There is a common metaphor that helps illustrate the work that is done in public health. It’s known as the “upstream” metaphor and it goes like this: People are drowning in a river. Rescue workers are pulling them out but soon realize that no matter how hard they work, there are always more people floating downstream. Public health advocates walk upstream, to find out why people are falling into the river and drowning.
The opportunities to work in public health, and walk upstream to help solve root health problems, are abundant. At Oregon State University, we offer undergraduate, Master’s and PhD degrees in public health. Our Master of Public Health (MPH) degree provides training in six important fields – biostatistics, epidemiology, environment safety and health, health management and policy, health promotion, and international health.
The field of public health offers exciting careers for men and women committed to making a difference in the health and well-being of people and their environments here and around the world.
Increasingly, the complex health issues of today require public health education that applies behavioral, social, and environmental sciences as well as policy and measurement to improve population health at local, national and international levels. Public health keeps people healthy. Healthy people live, learn, and work better.

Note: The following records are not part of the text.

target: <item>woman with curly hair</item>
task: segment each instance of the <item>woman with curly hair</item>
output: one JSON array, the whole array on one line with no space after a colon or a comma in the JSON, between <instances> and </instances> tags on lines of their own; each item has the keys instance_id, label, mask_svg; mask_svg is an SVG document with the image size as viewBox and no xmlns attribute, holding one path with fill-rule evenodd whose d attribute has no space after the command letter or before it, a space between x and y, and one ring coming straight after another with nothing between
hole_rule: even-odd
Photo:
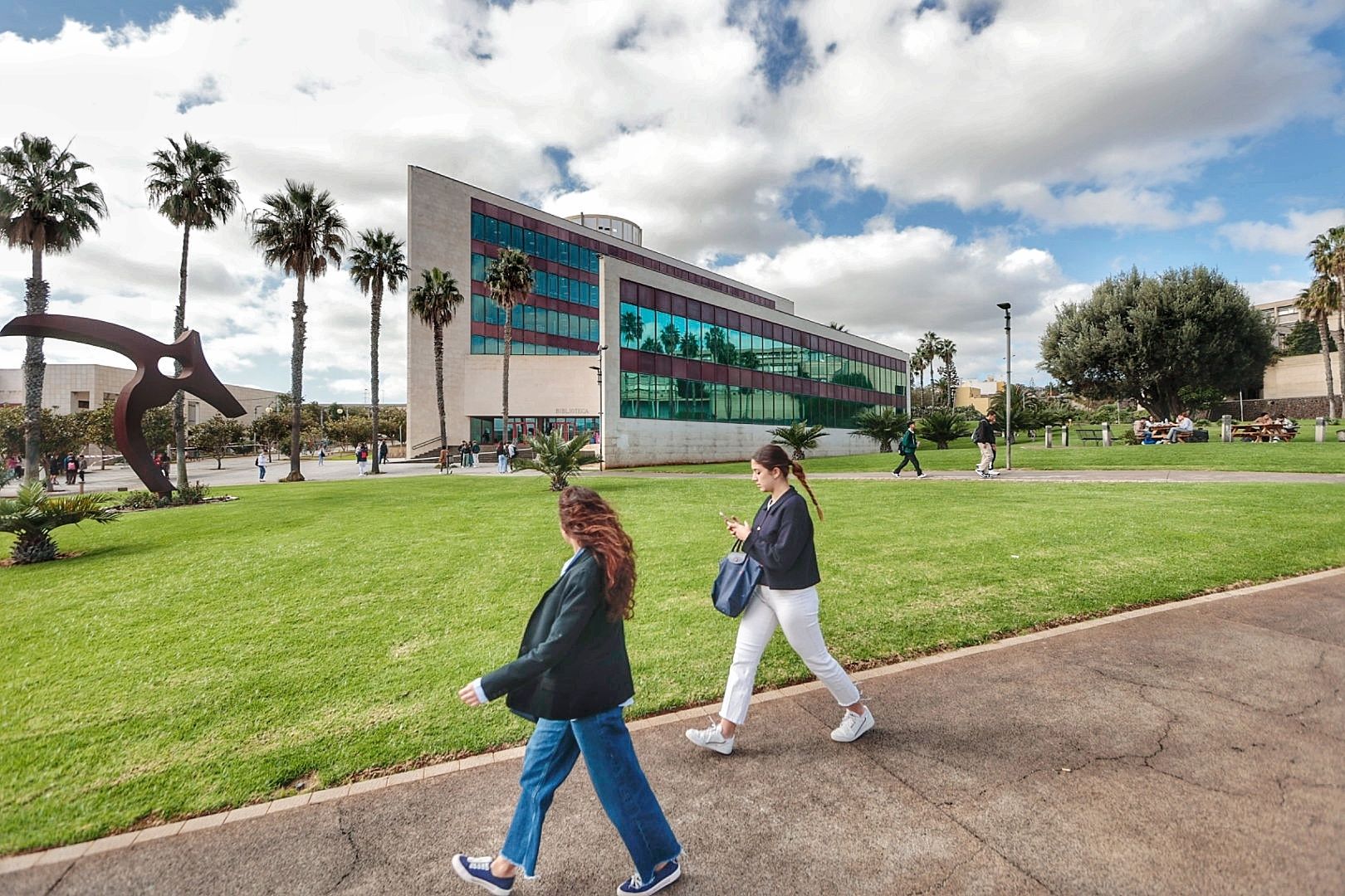
<instances>
[{"instance_id":1,"label":"woman with curly hair","mask_svg":"<svg viewBox=\"0 0 1345 896\"><path fill-rule=\"evenodd\" d=\"M495 896L533 877L542 821L584 756L593 790L621 836L635 875L617 893L655 893L682 875L682 846L640 768L621 711L635 697L625 629L635 609L635 548L616 510L592 490L561 493L561 535L574 548L523 630L518 660L459 690L469 707L503 696L537 723L523 756L522 793L498 856L453 856L453 870Z\"/></svg>"}]
</instances>

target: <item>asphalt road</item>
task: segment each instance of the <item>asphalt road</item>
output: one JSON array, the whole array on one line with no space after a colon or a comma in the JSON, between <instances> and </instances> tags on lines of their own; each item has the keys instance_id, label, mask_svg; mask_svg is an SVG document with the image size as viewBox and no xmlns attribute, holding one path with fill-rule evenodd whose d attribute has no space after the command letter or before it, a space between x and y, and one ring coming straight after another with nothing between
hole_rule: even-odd
<instances>
[{"instance_id":1,"label":"asphalt road","mask_svg":"<svg viewBox=\"0 0 1345 896\"><path fill-rule=\"evenodd\" d=\"M861 676L878 725L855 744L827 739L815 685L757 703L732 756L685 740L699 711L640 724L686 849L666 892L1345 892L1345 571ZM480 892L449 858L494 852L518 771L48 857L0 892ZM612 893L631 870L581 763L515 892Z\"/></svg>"}]
</instances>

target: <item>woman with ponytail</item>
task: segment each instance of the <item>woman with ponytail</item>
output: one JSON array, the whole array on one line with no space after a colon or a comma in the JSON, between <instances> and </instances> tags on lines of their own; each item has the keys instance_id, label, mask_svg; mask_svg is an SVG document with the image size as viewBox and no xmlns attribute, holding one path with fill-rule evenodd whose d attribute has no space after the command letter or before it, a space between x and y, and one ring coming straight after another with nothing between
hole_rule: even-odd
<instances>
[{"instance_id":1,"label":"woman with ponytail","mask_svg":"<svg viewBox=\"0 0 1345 896\"><path fill-rule=\"evenodd\" d=\"M752 525L737 517L725 520L733 537L742 541L746 555L761 564L761 584L738 617L738 641L733 647L720 721L686 732L695 746L724 755L733 752L738 725L746 721L757 664L777 625L799 658L827 686L837 704L845 707L845 716L831 739L850 743L873 728L873 713L859 701L859 689L822 639L816 587L822 576L812 544L812 517L808 502L790 485L791 473L812 498L820 520L822 506L808 486L803 465L791 461L779 445L767 445L752 455L752 481L769 496Z\"/></svg>"},{"instance_id":2,"label":"woman with ponytail","mask_svg":"<svg viewBox=\"0 0 1345 896\"><path fill-rule=\"evenodd\" d=\"M504 696L537 729L527 742L522 793L498 856L453 856L453 870L495 896L533 877L542 821L555 790L584 756L635 875L617 893L655 893L682 875L682 846L640 770L621 711L635 685L623 621L635 607L635 548L616 510L592 489L561 493L561 535L574 548L523 631L518 660L459 690L469 707Z\"/></svg>"}]
</instances>

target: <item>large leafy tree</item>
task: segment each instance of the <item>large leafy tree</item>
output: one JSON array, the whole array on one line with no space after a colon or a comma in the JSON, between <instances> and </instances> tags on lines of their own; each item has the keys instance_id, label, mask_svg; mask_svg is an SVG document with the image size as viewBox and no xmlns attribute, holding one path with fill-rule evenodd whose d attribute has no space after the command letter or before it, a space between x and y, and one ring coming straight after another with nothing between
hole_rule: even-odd
<instances>
[{"instance_id":1,"label":"large leafy tree","mask_svg":"<svg viewBox=\"0 0 1345 896\"><path fill-rule=\"evenodd\" d=\"M1345 226L1332 227L1325 234L1318 235L1313 240L1307 261L1313 262L1318 277L1325 277L1334 285L1334 289L1322 294L1321 301L1325 302L1328 316L1336 318L1336 344L1345 347L1345 301L1342 301L1345 298ZM1338 361L1341 403L1345 404L1345 352L1340 353ZM1341 412L1345 414L1345 408Z\"/></svg>"},{"instance_id":2,"label":"large leafy tree","mask_svg":"<svg viewBox=\"0 0 1345 896\"><path fill-rule=\"evenodd\" d=\"M370 297L369 302L369 398L370 420L374 435L374 473L378 473L378 333L383 320L383 290L391 293L406 282L406 254L402 240L394 234L379 230L366 230L359 235L359 246L350 251L350 278L359 292Z\"/></svg>"},{"instance_id":3,"label":"large leafy tree","mask_svg":"<svg viewBox=\"0 0 1345 896\"><path fill-rule=\"evenodd\" d=\"M518 249L500 251L499 258L486 271L486 285L491 298L504 312L504 372L500 377L500 404L504 431L508 433L508 359L514 353L514 306L527 301L533 292L533 266Z\"/></svg>"},{"instance_id":4,"label":"large leafy tree","mask_svg":"<svg viewBox=\"0 0 1345 896\"><path fill-rule=\"evenodd\" d=\"M1057 310L1041 337L1041 368L1087 398L1135 396L1171 416L1182 387L1228 394L1259 386L1271 337L1247 293L1219 271L1131 270Z\"/></svg>"},{"instance_id":5,"label":"large leafy tree","mask_svg":"<svg viewBox=\"0 0 1345 896\"><path fill-rule=\"evenodd\" d=\"M1341 290L1330 277L1318 275L1307 285L1307 289L1294 300L1303 320L1299 324L1310 322L1317 326L1317 351L1322 355L1322 367L1326 368L1326 416L1336 416L1336 387L1332 383L1332 312L1341 308ZM1295 328L1297 329L1297 328ZM1345 375L1341 379L1341 388L1345 390Z\"/></svg>"},{"instance_id":6,"label":"large leafy tree","mask_svg":"<svg viewBox=\"0 0 1345 896\"><path fill-rule=\"evenodd\" d=\"M299 282L295 296L295 337L289 355L289 476L282 482L303 482L299 445L304 420L304 344L307 341L304 283L327 273L327 265L340 267L346 249L346 219L336 211L336 201L325 189L313 184L285 181L280 192L262 196L262 208L253 216L252 242L268 265L293 274Z\"/></svg>"},{"instance_id":7,"label":"large leafy tree","mask_svg":"<svg viewBox=\"0 0 1345 896\"><path fill-rule=\"evenodd\" d=\"M238 207L238 181L229 179L229 154L210 144L183 134L179 144L168 138L168 149L156 149L145 181L149 204L176 227L182 227L182 266L178 270L178 313L172 336L187 332L187 250L192 230L214 230L229 220ZM182 375L182 361L174 361ZM187 488L187 418L183 392L172 396L174 443L178 447L178 488Z\"/></svg>"},{"instance_id":8,"label":"large leafy tree","mask_svg":"<svg viewBox=\"0 0 1345 896\"><path fill-rule=\"evenodd\" d=\"M457 281L437 267L421 271L420 286L412 289L412 314L434 332L434 398L438 399L438 447L448 447L448 422L444 416L444 328L453 322L463 294Z\"/></svg>"},{"instance_id":9,"label":"large leafy tree","mask_svg":"<svg viewBox=\"0 0 1345 896\"><path fill-rule=\"evenodd\" d=\"M59 255L98 231L108 215L98 184L85 180L93 169L58 149L47 137L19 134L12 146L0 146L0 230L11 247L32 254L32 277L24 283L26 314L44 314L50 287L42 277L44 255ZM47 364L42 337L30 336L23 356L24 477L40 476L42 382Z\"/></svg>"}]
</instances>

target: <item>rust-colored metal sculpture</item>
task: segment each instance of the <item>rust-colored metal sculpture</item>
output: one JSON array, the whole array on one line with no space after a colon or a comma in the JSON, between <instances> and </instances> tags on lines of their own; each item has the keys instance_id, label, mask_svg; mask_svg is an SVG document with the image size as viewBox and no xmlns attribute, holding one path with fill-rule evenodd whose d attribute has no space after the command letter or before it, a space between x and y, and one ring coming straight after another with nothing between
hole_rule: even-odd
<instances>
[{"instance_id":1,"label":"rust-colored metal sculpture","mask_svg":"<svg viewBox=\"0 0 1345 896\"><path fill-rule=\"evenodd\" d=\"M242 416L247 412L210 369L196 330L187 330L175 343L160 343L128 326L90 317L24 314L5 324L0 336L46 336L85 343L120 352L134 361L136 375L117 396L112 431L126 465L151 492L167 494L174 486L149 457L149 446L141 429L145 411L167 404L174 392L182 390L211 404L225 416ZM180 376L169 376L159 369L159 360L164 357L182 364Z\"/></svg>"}]
</instances>

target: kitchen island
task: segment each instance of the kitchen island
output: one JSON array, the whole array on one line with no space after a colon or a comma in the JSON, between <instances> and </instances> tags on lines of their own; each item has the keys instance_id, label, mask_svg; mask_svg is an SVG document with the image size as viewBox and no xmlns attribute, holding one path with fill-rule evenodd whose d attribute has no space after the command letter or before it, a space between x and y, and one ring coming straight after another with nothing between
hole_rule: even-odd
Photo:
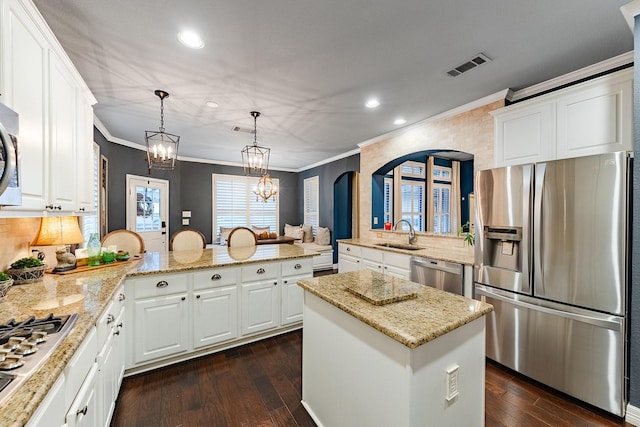
<instances>
[{"instance_id":1,"label":"kitchen island","mask_svg":"<svg viewBox=\"0 0 640 427\"><path fill-rule=\"evenodd\" d=\"M483 425L491 305L366 270L298 285L303 405L319 426Z\"/></svg>"},{"instance_id":2,"label":"kitchen island","mask_svg":"<svg viewBox=\"0 0 640 427\"><path fill-rule=\"evenodd\" d=\"M150 279L162 274L197 274L211 268L243 268L256 263L288 262L295 266L298 262L310 263L311 257L315 254L294 245L264 245L248 250L247 248L229 250L226 246L216 246L211 249L151 252L128 262L118 262L79 273L45 274L41 281L14 285L7 296L0 301L0 323L12 318L20 320L29 316L44 317L50 313L55 316L77 313L78 317L69 335L56 347L44 364L7 402L0 406L0 425L30 425L29 423L34 421L32 418L34 414L38 415L42 410L42 403L50 399L51 393L56 390L53 402L57 403L61 411L69 408L75 392L70 387L72 382L70 380L73 378L65 374L79 371L72 368L70 363L73 363L83 350L87 350L89 356L93 351L91 363L96 360L99 340L95 337L100 336L100 327L96 326L101 319L107 317L110 304L119 299L125 281L138 278ZM134 297L134 295L126 295L123 303L131 301ZM125 319L123 323L122 332L126 336L133 326L133 316ZM96 329L98 329L97 334ZM92 349L88 349L88 342L92 344ZM79 381L82 382L82 378ZM52 406L58 410L55 404ZM44 418L44 424L40 425L64 423L64 419L58 421L55 418Z\"/></svg>"}]
</instances>

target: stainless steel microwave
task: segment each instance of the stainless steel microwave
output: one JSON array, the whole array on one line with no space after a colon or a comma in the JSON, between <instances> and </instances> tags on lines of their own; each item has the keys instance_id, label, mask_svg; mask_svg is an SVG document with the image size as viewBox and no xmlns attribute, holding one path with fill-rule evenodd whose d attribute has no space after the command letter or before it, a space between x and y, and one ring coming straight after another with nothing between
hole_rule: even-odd
<instances>
[{"instance_id":1,"label":"stainless steel microwave","mask_svg":"<svg viewBox=\"0 0 640 427\"><path fill-rule=\"evenodd\" d=\"M18 113L0 104L0 205L22 205Z\"/></svg>"}]
</instances>

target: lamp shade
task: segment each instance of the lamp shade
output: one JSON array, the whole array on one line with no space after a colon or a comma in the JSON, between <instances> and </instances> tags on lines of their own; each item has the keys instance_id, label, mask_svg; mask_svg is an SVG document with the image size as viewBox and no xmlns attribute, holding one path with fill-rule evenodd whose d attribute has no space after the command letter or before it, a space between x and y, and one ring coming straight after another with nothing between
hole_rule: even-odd
<instances>
[{"instance_id":1,"label":"lamp shade","mask_svg":"<svg viewBox=\"0 0 640 427\"><path fill-rule=\"evenodd\" d=\"M72 245L84 242L76 216L43 217L34 246Z\"/></svg>"}]
</instances>

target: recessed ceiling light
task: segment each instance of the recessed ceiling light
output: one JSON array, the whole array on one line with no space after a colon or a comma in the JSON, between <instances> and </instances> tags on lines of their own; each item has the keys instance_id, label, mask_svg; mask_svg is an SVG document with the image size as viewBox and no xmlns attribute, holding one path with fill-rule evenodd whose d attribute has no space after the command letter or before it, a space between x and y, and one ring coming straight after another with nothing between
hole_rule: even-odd
<instances>
[{"instance_id":1,"label":"recessed ceiling light","mask_svg":"<svg viewBox=\"0 0 640 427\"><path fill-rule=\"evenodd\" d=\"M178 40L191 49L202 49L204 47L204 41L193 31L180 31L178 33Z\"/></svg>"},{"instance_id":2,"label":"recessed ceiling light","mask_svg":"<svg viewBox=\"0 0 640 427\"><path fill-rule=\"evenodd\" d=\"M364 104L364 106L367 108L376 108L380 106L380 101L376 98L371 98Z\"/></svg>"}]
</instances>

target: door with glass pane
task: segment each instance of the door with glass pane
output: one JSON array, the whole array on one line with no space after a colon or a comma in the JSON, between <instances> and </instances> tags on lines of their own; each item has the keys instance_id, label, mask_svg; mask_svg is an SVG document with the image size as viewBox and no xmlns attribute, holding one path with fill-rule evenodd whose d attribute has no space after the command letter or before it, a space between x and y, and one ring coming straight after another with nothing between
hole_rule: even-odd
<instances>
[{"instance_id":1,"label":"door with glass pane","mask_svg":"<svg viewBox=\"0 0 640 427\"><path fill-rule=\"evenodd\" d=\"M127 229L144 239L147 252L168 250L169 182L127 175Z\"/></svg>"}]
</instances>

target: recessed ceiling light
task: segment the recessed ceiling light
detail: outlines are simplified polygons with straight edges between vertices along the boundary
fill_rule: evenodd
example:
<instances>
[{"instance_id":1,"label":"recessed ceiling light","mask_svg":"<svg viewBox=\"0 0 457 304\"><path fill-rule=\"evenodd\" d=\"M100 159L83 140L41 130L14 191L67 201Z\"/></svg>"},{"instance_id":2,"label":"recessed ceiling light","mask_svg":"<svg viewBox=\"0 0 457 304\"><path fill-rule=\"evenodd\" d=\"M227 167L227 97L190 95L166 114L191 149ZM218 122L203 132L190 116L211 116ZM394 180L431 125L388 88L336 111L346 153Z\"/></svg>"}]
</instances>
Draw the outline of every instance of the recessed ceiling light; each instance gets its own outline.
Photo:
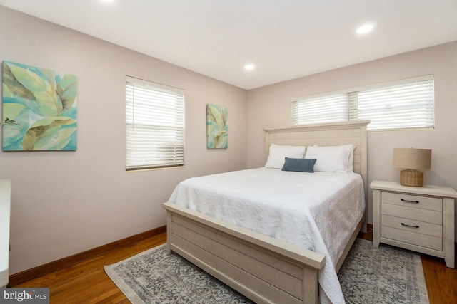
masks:
<instances>
[{"instance_id":1,"label":"recessed ceiling light","mask_svg":"<svg viewBox=\"0 0 457 304\"><path fill-rule=\"evenodd\" d=\"M373 30L373 24L365 24L357 28L357 33L366 33Z\"/></svg>"},{"instance_id":2,"label":"recessed ceiling light","mask_svg":"<svg viewBox=\"0 0 457 304\"><path fill-rule=\"evenodd\" d=\"M253 64L246 64L244 65L244 69L246 70L252 70L256 68L256 66Z\"/></svg>"}]
</instances>

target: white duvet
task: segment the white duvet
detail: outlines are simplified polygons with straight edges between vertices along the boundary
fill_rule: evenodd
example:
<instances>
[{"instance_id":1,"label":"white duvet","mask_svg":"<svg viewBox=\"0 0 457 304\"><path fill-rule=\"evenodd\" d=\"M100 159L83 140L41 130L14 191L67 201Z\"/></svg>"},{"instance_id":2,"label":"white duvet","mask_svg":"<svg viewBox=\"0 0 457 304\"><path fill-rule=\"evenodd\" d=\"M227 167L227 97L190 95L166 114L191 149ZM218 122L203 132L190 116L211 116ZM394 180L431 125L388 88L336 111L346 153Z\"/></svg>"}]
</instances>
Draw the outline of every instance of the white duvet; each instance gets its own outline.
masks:
<instances>
[{"instance_id":1,"label":"white duvet","mask_svg":"<svg viewBox=\"0 0 457 304\"><path fill-rule=\"evenodd\" d=\"M186 179L169 201L325 254L320 300L344 303L334 265L363 216L364 197L355 173L262 167Z\"/></svg>"}]
</instances>

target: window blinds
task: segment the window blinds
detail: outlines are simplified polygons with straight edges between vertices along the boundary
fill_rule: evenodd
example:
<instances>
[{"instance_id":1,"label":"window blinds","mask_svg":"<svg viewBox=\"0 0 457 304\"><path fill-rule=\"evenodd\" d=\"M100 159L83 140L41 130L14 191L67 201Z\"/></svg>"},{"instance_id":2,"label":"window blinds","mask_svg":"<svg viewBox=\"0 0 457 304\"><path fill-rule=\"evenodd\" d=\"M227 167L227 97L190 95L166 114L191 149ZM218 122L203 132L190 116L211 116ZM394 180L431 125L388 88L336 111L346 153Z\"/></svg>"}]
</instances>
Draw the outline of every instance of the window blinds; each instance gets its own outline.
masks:
<instances>
[{"instance_id":1,"label":"window blinds","mask_svg":"<svg viewBox=\"0 0 457 304\"><path fill-rule=\"evenodd\" d=\"M184 91L127 77L126 169L184 164Z\"/></svg>"},{"instance_id":2,"label":"window blinds","mask_svg":"<svg viewBox=\"0 0 457 304\"><path fill-rule=\"evenodd\" d=\"M347 94L334 94L292 101L292 124L333 122L348 120Z\"/></svg>"},{"instance_id":3,"label":"window blinds","mask_svg":"<svg viewBox=\"0 0 457 304\"><path fill-rule=\"evenodd\" d=\"M292 100L292 123L370 120L368 130L431 128L435 125L433 75Z\"/></svg>"},{"instance_id":4,"label":"window blinds","mask_svg":"<svg viewBox=\"0 0 457 304\"><path fill-rule=\"evenodd\" d=\"M358 92L357 117L370 120L368 129L394 130L433 127L433 80Z\"/></svg>"}]
</instances>

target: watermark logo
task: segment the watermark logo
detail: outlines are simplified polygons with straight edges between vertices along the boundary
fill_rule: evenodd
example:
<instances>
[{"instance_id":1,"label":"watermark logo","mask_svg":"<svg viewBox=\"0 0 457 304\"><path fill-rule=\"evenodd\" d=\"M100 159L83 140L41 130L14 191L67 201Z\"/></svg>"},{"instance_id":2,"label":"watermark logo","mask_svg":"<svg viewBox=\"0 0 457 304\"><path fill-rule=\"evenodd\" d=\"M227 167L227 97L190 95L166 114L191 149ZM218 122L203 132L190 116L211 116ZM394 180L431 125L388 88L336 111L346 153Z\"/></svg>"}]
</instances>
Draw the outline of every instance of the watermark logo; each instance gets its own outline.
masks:
<instances>
[{"instance_id":1,"label":"watermark logo","mask_svg":"<svg viewBox=\"0 0 457 304\"><path fill-rule=\"evenodd\" d=\"M49 304L49 288L0 288L0 303Z\"/></svg>"}]
</instances>

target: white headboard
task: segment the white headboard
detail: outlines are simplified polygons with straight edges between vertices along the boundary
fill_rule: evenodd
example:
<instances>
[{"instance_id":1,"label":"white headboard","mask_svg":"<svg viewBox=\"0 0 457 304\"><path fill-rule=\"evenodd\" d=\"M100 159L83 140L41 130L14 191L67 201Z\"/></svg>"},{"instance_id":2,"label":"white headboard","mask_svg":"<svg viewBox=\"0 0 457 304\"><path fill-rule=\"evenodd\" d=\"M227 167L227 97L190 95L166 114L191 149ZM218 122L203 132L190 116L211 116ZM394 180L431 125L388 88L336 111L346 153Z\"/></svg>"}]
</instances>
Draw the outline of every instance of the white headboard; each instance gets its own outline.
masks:
<instances>
[{"instance_id":1,"label":"white headboard","mask_svg":"<svg viewBox=\"0 0 457 304\"><path fill-rule=\"evenodd\" d=\"M311 146L331 146L353 144L354 172L362 176L366 201L368 194L368 145L366 126L369 120L356 120L292 127L263 128L266 157L270 144Z\"/></svg>"}]
</instances>

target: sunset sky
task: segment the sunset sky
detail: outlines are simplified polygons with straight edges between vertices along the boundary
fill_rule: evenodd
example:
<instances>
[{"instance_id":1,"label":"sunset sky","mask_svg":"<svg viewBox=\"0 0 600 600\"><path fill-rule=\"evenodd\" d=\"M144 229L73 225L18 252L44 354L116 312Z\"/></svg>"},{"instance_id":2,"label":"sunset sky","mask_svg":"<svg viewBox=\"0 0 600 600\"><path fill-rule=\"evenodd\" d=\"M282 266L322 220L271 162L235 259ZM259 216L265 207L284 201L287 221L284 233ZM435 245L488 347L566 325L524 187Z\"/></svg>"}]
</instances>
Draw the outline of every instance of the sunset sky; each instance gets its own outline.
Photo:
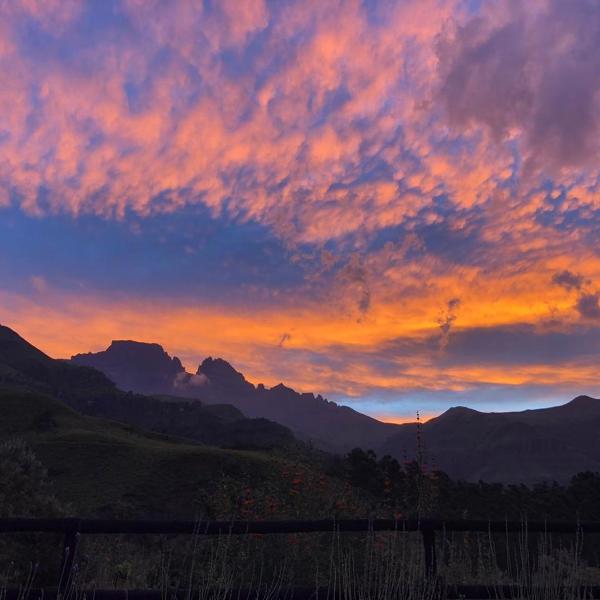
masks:
<instances>
[{"instance_id":1,"label":"sunset sky","mask_svg":"<svg viewBox=\"0 0 600 600\"><path fill-rule=\"evenodd\" d=\"M0 322L386 420L600 395L595 0L0 3Z\"/></svg>"}]
</instances>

Life expectancy has quadrupled in the last 150 years due to basic public health interventions, yet today’s youth represent the first generation of Americans whose health is predicted to be worse than their parents’. Modern technology has created new obstacles to health in our society, and we are faced with changing public environments and policies to maintain and improve the public’s health.
The need for individuals with public health training is clear:
- Nationwide we need three times the number of public health graduates/year over the next 12 years. For Oregon, this means increasing from 80 to 240 Masters of Public Health (MPH) graduates each year.
- Of the current public health workforce, 80 percent have little to no professional, academic training in public health.
- An estimated 20 percent of the average state health agency’s workforce will be eligible to retire within three years.
- To adequately staff county health departments in Oregon alone will require an additional 394 public health workers.